I had recently bought a sound movie camera, and I want you to know what I capture on that film. We took the bike over to a neighbor’s driveway, which had a slight incline. And that almost-six-year-old girl coasted down the driveway and then began to pedal. As she came past me with her face full of excitement and exhilaration, she shouted out in a voice that was partly laughing and partly crying, “I can do it! I can do it!”
My dad died in 2017; and as the family reminisced, we talked about his “I can do it” story and how Dad never shied away from challenging things. One day declared he would complete a marathon. He trained for months, and when that day came, he certainly wasn’t the fastest, but he might have been the most inspiring. He wore a bright green t-shirt that in white letters across the front read “I CAN DO IT,” in honor of my sister and her determination.
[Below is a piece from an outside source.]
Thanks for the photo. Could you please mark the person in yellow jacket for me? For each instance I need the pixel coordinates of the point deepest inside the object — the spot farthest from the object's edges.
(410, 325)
Bystanders at the marathon could clearly see him coming and would cheer him on. His shirt declared his dedication, so they clapped and encouraged him.
And as he ran past them, they could then clearly see the back of his shirt… It read “YOU CAN DO IT.”
You can do it.
You don’t have to be a bystander while other people take on life’s challenges. You don’t have to believe you aren’t capable because life dealt you a bad hand, or you endured a debilitating illness like my sister. Whatever it is you are facing, or dreaming of, or afraid to try… You can do it.
My sister can do it. My dad can do it. I can do it. And you can do it too.